There are lots of reasons why letting people blog behind (or in front of) the firewall is a good idea, but one of the key benefits to blogging is how easy it makes thoughtfulness and creativity.
In his blog post Stress, creativity and confabulation, Johnnie Moore shares some of the insights he’s gleaned from Keith Sawyer’s book, Group Genius:
Keith’s work also emphasises how we deceive ourselves about leaps of insight, assigning credit for apparently sudden bursts of insight to a variety of causes. Closer examination shows that our minds actually build towards ideas in a process of slow, often unconscious, accretion.
Blogging is one of those ways that we can accrete the little thoughts we need to help us come up with the crucial ideas we need to do our jobs better. It also allows us to share our ideas with our peers who can add their own extensions and refinements, growing our kernel into something bigger and better. Blogging makes explicit the natural idea formation process and through that makes the process itself as valuable as the end product.

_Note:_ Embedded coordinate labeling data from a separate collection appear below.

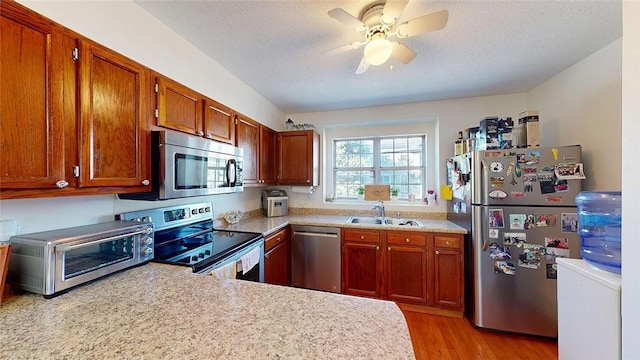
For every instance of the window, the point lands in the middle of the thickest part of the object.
(395, 160)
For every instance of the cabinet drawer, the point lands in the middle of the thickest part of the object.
(274, 239)
(360, 235)
(406, 239)
(447, 242)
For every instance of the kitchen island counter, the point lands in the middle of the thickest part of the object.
(159, 311)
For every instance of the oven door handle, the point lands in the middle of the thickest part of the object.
(231, 175)
(65, 247)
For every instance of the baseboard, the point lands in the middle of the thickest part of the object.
(430, 310)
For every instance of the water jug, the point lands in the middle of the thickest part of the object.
(599, 227)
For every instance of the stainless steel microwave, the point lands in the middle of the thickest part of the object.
(184, 165)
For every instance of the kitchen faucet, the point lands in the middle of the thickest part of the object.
(379, 207)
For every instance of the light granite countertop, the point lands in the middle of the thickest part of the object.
(266, 225)
(158, 311)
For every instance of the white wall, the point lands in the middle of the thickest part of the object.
(631, 192)
(582, 105)
(449, 116)
(125, 27)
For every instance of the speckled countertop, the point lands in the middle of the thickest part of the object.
(158, 311)
(265, 225)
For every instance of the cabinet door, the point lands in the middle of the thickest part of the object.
(447, 283)
(407, 274)
(298, 155)
(361, 265)
(268, 156)
(219, 122)
(178, 107)
(248, 139)
(277, 258)
(31, 83)
(113, 136)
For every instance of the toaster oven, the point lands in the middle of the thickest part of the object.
(52, 262)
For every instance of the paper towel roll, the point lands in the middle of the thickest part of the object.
(303, 189)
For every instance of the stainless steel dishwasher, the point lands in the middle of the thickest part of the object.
(316, 258)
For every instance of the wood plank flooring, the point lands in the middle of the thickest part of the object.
(444, 337)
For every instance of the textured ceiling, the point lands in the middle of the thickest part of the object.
(487, 48)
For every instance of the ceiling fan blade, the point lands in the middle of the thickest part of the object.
(392, 11)
(423, 24)
(363, 66)
(402, 53)
(344, 48)
(347, 19)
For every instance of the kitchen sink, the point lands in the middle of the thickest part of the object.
(370, 220)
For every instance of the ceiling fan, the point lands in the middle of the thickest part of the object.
(378, 24)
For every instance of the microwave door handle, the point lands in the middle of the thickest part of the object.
(65, 247)
(231, 170)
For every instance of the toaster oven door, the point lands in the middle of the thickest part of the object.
(88, 259)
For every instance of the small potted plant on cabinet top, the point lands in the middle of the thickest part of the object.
(394, 192)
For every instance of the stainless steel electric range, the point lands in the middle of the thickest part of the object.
(184, 235)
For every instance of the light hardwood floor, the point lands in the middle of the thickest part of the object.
(444, 337)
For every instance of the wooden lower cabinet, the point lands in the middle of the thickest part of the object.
(448, 272)
(277, 258)
(407, 267)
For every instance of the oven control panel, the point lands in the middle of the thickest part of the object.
(172, 216)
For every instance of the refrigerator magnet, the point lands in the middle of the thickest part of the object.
(516, 239)
(516, 221)
(495, 218)
(569, 222)
(569, 171)
(531, 256)
(498, 194)
(552, 271)
(504, 267)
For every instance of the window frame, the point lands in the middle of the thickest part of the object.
(377, 169)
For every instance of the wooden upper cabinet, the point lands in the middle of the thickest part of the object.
(219, 122)
(268, 156)
(31, 105)
(178, 107)
(299, 158)
(259, 145)
(113, 148)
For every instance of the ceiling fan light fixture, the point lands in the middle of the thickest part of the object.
(378, 51)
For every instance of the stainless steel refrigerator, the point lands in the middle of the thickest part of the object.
(519, 207)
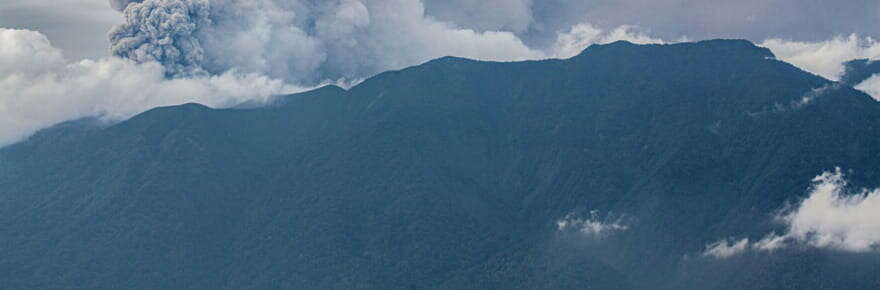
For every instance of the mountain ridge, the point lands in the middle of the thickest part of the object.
(451, 175)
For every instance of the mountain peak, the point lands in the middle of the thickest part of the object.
(728, 47)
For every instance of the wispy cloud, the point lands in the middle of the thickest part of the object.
(833, 216)
(594, 225)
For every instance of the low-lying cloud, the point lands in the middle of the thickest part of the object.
(220, 52)
(833, 216)
(39, 87)
(593, 226)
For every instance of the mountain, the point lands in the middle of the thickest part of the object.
(454, 174)
(859, 70)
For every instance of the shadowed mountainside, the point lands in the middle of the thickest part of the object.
(452, 175)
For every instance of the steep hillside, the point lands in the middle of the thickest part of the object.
(453, 174)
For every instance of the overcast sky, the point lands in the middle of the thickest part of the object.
(62, 60)
(79, 27)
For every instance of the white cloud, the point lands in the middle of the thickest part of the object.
(40, 88)
(833, 216)
(726, 248)
(579, 37)
(871, 86)
(592, 226)
(824, 58)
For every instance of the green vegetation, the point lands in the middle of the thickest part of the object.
(450, 175)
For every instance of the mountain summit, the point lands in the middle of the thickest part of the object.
(610, 170)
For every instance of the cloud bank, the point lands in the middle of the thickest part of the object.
(303, 42)
(594, 226)
(219, 52)
(40, 88)
(833, 216)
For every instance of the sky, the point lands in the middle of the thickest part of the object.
(62, 60)
(79, 27)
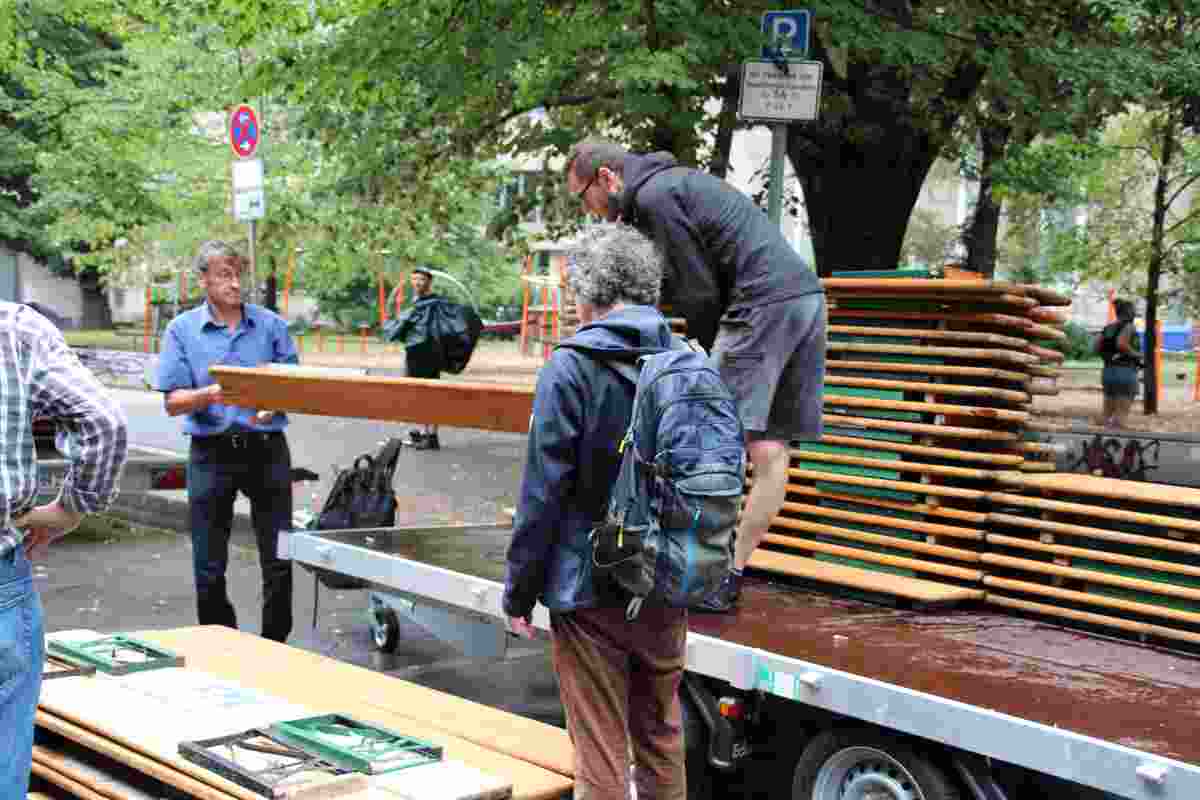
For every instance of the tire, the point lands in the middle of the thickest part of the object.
(852, 763)
(695, 740)
(385, 630)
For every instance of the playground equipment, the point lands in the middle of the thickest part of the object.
(547, 310)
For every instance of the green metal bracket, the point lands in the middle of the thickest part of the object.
(115, 655)
(357, 745)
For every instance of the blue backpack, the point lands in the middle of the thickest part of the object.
(667, 534)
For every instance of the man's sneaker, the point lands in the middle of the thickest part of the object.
(725, 597)
(427, 441)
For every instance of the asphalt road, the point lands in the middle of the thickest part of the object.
(114, 578)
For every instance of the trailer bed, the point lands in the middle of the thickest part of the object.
(1107, 713)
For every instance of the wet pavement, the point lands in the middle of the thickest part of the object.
(120, 578)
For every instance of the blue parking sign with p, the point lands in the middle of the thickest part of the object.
(787, 34)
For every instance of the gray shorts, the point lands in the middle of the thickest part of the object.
(772, 358)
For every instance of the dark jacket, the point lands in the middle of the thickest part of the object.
(723, 251)
(437, 335)
(580, 414)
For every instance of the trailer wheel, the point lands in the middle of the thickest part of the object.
(859, 764)
(385, 629)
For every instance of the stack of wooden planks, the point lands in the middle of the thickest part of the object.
(928, 392)
(117, 737)
(1122, 555)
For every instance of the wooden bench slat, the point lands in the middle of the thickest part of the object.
(897, 542)
(916, 589)
(1143, 629)
(1057, 593)
(1093, 576)
(983, 373)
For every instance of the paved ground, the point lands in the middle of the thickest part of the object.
(115, 577)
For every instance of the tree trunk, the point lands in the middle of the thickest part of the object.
(1155, 272)
(726, 122)
(851, 230)
(982, 228)
(97, 314)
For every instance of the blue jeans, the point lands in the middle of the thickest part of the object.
(22, 647)
(261, 468)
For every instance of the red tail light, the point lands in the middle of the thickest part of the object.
(172, 479)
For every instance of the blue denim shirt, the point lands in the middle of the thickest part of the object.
(195, 341)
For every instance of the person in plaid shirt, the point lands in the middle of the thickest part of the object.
(40, 377)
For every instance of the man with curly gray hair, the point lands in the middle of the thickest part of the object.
(618, 679)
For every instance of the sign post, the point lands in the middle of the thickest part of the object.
(249, 198)
(778, 90)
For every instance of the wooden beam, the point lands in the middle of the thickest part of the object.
(489, 407)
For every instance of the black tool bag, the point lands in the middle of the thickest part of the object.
(361, 498)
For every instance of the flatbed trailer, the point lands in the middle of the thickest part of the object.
(147, 469)
(859, 699)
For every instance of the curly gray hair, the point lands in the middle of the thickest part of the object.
(615, 264)
(210, 250)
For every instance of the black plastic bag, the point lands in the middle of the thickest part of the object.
(442, 335)
(361, 498)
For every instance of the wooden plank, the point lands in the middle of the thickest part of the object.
(489, 407)
(1044, 295)
(982, 373)
(1149, 609)
(996, 320)
(141, 762)
(960, 390)
(1108, 488)
(1092, 554)
(1000, 459)
(881, 483)
(165, 707)
(930, 335)
(69, 785)
(79, 767)
(916, 589)
(978, 354)
(1096, 511)
(999, 414)
(1092, 576)
(979, 304)
(861, 287)
(949, 431)
(894, 465)
(1141, 629)
(255, 662)
(899, 523)
(895, 542)
(1038, 523)
(925, 509)
(858, 554)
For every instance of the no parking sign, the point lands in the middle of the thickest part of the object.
(244, 133)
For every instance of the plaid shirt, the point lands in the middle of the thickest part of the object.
(40, 377)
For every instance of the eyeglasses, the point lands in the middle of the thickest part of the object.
(582, 192)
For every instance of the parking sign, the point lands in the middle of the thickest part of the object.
(787, 32)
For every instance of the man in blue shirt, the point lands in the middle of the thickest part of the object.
(233, 449)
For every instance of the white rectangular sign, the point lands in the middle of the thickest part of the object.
(247, 175)
(249, 205)
(769, 94)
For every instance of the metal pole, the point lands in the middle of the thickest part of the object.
(775, 190)
(253, 265)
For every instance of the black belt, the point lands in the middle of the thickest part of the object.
(238, 439)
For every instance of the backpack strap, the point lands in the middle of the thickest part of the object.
(623, 364)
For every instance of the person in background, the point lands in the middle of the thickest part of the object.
(748, 296)
(233, 449)
(1119, 346)
(40, 377)
(417, 361)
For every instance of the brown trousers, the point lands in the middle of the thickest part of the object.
(619, 684)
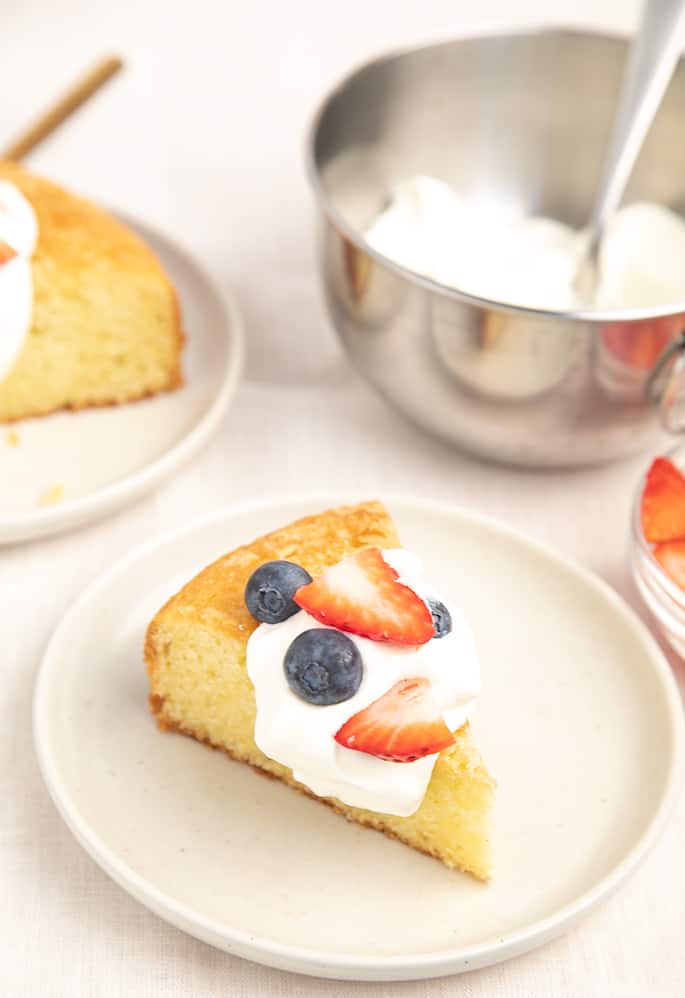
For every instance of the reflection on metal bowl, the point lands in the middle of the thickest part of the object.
(518, 121)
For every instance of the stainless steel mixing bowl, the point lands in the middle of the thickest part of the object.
(518, 121)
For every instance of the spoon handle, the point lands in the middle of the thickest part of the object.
(651, 62)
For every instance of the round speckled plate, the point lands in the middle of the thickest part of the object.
(67, 469)
(579, 721)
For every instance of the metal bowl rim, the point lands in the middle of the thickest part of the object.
(324, 200)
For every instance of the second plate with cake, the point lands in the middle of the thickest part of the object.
(65, 469)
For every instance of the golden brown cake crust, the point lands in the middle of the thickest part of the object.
(74, 237)
(314, 542)
(462, 735)
(195, 651)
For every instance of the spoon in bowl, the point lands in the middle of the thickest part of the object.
(651, 61)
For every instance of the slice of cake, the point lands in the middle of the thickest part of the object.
(103, 326)
(352, 682)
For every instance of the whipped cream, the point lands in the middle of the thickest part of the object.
(529, 261)
(300, 735)
(19, 229)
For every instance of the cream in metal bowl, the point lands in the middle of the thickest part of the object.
(516, 123)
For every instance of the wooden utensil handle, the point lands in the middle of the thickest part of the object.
(65, 106)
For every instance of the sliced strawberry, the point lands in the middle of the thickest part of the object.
(671, 557)
(403, 725)
(362, 594)
(6, 252)
(663, 502)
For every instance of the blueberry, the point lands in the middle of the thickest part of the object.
(442, 619)
(323, 666)
(270, 590)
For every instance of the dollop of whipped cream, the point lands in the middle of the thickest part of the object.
(529, 261)
(300, 735)
(18, 231)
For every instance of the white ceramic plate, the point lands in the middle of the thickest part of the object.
(579, 721)
(97, 460)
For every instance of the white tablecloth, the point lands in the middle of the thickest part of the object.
(202, 136)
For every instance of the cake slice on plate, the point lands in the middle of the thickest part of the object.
(317, 655)
(90, 317)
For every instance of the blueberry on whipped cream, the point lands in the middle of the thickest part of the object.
(361, 687)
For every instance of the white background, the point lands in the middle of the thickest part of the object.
(203, 135)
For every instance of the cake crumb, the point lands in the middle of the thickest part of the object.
(51, 496)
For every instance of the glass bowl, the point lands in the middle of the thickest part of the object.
(663, 597)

It’s not true that we are more creative under pressure, or that big ideas come from flashes of insight, or that the lone genius is only one capable of great invention. Just as its a myth that art requires madness, so it is a myth that creativity needs pinpoint moments of brilliance. Better to provide people with the space and time to participate in an ongoing process of creativity than try to coral it in a brainstorming session.